Transparent aluminium created
Published on: August 19, 2009 at 03:55
LONDON (Commodity Online): Oxford University researchers have created a transparent form of aluminium by bombarding the metal with the world’s most powerful soft X-ray laser.
According the scientists, a short pulse from the Flash laser dislodged a core electron from every aluminium atom in a sample without disrupting the metal’s crystalline structure.
The aluminium piece became nearly invisible to extreme ultraviolet radiation.
According to Oxford University’s professor Justin Wark, this is a completely new state of matter, and could lead to further discoveries regarding nuclear fusion and conditions inside large planets.

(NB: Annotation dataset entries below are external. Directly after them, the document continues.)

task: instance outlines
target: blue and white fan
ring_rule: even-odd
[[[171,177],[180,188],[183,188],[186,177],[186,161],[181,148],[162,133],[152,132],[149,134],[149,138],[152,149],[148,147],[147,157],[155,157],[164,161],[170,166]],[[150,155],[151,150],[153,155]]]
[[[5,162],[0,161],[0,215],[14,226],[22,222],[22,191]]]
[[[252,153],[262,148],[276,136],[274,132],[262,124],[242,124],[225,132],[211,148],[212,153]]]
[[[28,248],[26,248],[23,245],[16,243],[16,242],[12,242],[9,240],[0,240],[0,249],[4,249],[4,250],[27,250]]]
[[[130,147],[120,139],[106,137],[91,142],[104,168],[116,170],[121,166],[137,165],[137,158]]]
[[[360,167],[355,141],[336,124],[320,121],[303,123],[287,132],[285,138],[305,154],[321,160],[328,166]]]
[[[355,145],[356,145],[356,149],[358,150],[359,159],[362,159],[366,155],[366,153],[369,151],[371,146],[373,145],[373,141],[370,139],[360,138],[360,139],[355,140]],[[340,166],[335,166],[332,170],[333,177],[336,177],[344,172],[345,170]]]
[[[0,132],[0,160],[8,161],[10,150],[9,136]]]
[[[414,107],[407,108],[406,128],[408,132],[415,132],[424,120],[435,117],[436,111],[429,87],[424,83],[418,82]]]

The Flash laser, based in Hamburg, Germany, produces extremely brief pulses of soft X-ray light, each of which is more powerful than the output of a city power plant.
The Oxford scientists focused this power down into a spot with a diameter less than a twentieth of the width of a human hair. At such high intensities the aluminium turned transparent, albeit extremely briefly.
Compounds containing aluminum have already been created (such as the aluminum oxynitride pictured above), but this is the first time pure aluminum has been rendered transparent. But you won’t really be able to see through it — it’s only invisible to extreme ultraviolet radiation.
The see-through aluminum reverts quickly back to its natural state. Scientists are saying the technology used to create this entirely new state of matter might also help in the quest for generating power using nuclear fusion.